Roberta Pearson is Professor of Film and Television Studies at the University of Nottingham. Among her most recent publications are the co-authored Star Trek and American Television (2014), and the co-edited Many More Lives of the Batman (2015) and Storytelling in the Media Convergence Age: Exploring Screen Narratives (2015). She is in total the author, co-author, editor or co-editor of fourteen books, and author or co-author of over eighty journal articles and book chapters.
Karen Petruska is Assistant Professor of Communication Studies at Gonzaga University. Her research interests include digital distribution, television history, and regulatory policy. A graduate of Georgia State University, Dr. Petruska has published in Creative Industries, Spectator, Popular Communication, and The Velvet Light Trap. She has also co-edited a special issue of Convergence, contributed to four anthologies, and published online through In Media Res, Flow, Antenna, and MIP Research.
Eva Novrup Redvall is Associate Professor in film and media studies at The University of Copenhagen where she founded and headed the research priority area on Creative Media Industries from 2012-2016. Her research focuses on European film and television production, e.g. screenwriting practices, co-production strategies and specific production frameworks. She has published widely in international books and journals. Among her latest books are the monograph Writing and Producing Television Drama in Denmark: From The Kingdom to The Killing (2012), the edited collection European Cinema and Television: Cultural Policy and Everyday Life (with Ib Bondebjerg and Andrew Higson, 2015) and Transnational European Television Drama: Production, Genres and Audiences (co-authored with Ib Bondebjerg et al., 2017.) She has been a film critic for the daily Danish newspaper Information since 1999 and is part of the Adjudication Committee for The Nordic Council Film Prize 2011-2020.
Paul Rixon is Reader in Radio and Television at the University of Roehampton. He specialises in the field of Broadcasting with a particular interest in American TV programmes and popular/professional TV criticism, and has published two sole-authored monographs on these subjects: American Television on British Screens: A Story of Cultural Interaction (2006) and TV Critics and Popular Culture: A History of British Television Criticism (2011).
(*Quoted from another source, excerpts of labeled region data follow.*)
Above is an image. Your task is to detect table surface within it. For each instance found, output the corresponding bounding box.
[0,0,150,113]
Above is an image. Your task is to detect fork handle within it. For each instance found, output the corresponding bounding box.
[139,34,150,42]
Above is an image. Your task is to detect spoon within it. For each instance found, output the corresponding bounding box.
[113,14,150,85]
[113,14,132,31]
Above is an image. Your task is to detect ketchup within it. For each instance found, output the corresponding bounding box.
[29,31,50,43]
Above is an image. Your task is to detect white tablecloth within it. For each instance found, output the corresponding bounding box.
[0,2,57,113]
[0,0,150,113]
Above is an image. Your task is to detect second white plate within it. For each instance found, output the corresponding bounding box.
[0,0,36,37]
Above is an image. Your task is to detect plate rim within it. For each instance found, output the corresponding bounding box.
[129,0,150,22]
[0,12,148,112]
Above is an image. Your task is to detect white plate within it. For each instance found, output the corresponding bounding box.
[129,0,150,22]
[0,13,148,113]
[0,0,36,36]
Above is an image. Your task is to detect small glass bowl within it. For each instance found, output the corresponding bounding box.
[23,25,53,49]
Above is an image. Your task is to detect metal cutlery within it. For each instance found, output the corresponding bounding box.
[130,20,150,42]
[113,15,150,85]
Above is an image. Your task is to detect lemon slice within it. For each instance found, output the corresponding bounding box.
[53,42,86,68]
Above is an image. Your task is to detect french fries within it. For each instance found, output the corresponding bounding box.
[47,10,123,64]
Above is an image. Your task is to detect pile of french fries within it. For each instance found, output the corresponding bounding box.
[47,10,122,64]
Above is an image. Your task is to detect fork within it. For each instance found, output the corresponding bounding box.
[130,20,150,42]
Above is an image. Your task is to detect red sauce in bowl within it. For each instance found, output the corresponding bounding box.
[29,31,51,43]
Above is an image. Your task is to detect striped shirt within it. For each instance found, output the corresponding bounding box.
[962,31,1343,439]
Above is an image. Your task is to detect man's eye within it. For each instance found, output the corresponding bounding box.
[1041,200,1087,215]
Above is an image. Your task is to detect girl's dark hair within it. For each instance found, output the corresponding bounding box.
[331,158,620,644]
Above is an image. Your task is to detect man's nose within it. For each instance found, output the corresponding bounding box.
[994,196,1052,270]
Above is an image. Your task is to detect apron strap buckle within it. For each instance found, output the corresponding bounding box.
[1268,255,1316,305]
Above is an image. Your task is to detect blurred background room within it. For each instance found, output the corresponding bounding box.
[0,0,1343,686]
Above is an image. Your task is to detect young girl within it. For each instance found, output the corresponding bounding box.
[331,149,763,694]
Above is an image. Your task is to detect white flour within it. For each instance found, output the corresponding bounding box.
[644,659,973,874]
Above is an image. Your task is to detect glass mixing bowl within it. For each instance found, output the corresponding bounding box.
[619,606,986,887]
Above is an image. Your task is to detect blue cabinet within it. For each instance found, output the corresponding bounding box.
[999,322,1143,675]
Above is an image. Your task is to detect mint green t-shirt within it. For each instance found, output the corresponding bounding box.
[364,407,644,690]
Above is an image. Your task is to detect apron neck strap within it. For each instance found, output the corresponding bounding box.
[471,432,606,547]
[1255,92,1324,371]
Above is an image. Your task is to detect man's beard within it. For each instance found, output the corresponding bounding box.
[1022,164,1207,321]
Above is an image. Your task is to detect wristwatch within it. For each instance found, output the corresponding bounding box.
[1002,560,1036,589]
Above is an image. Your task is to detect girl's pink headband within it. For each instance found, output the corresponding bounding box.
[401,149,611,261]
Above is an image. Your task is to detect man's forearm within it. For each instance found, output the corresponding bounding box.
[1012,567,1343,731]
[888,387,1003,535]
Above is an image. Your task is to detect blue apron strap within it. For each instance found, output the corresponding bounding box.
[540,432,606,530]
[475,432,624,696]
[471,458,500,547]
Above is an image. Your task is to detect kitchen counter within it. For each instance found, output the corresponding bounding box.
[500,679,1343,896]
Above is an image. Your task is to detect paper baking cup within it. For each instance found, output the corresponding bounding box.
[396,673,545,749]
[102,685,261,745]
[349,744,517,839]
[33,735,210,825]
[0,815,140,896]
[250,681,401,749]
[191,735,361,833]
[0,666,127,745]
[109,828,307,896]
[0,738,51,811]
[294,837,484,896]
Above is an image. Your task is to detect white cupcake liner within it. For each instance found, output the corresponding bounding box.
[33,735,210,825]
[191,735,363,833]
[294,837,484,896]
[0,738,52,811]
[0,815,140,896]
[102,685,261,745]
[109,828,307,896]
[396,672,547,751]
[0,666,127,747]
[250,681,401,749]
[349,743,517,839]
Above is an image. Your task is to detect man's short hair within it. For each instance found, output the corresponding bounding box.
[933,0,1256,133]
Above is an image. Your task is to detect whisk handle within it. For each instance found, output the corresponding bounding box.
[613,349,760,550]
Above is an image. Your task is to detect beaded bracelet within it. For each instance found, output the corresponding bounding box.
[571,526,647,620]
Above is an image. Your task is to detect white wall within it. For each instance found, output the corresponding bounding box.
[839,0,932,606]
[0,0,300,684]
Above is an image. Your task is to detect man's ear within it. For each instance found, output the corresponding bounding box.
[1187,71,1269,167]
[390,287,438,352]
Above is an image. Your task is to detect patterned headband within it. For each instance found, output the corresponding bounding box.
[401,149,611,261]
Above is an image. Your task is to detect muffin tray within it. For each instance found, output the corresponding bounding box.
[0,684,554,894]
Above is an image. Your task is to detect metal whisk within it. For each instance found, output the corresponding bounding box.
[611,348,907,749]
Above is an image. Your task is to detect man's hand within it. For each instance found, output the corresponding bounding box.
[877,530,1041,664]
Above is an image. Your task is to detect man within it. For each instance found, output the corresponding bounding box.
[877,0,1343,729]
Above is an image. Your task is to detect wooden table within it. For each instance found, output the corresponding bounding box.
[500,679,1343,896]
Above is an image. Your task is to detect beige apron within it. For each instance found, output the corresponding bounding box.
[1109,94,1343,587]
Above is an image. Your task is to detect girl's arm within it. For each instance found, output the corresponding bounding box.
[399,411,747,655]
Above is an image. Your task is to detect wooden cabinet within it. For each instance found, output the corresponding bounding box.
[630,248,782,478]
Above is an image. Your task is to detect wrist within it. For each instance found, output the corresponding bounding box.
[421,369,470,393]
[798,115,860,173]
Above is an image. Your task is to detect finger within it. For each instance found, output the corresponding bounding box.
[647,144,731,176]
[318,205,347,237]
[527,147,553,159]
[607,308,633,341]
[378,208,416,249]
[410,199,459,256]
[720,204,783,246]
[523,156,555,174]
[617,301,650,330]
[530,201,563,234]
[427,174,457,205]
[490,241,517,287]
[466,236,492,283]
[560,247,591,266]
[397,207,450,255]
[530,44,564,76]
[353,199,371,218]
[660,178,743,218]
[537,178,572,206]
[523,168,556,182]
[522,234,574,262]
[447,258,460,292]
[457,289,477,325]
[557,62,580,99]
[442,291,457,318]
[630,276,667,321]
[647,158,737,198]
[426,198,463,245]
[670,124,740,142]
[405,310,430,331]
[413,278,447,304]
Paul has also published a number of articles and chapters on newspaper television critics, American TV programmes, and the Iraqi war.
Sam Ward is Project Director at the branding and cultural insight consultancy Canopy Insight. He completed a PhD in the Institute for Screen Industries Research at the University of Nottingham, before becoming a lecturer at the University of Roehampton. He moved to Canopy in 2016, where he has led research projects for international clients across the media, communications and publishing industries.
Faye Woods is Lecturer in Film & Television at the University of Reading. Her monograph, British Youth Television, is published by Palgrave. Her work has appeared in the journals Television & New Media, Cinema Journal, Critical Studies in Television and Journal of British Cinema and Television, as well as the edited collections From Networks to Netflix, Television Aesthetics and Style, Shane Meadows: Critical Essays and Multiplicities: Cycles, Sequels, Remakes and Reboots in Film & Television.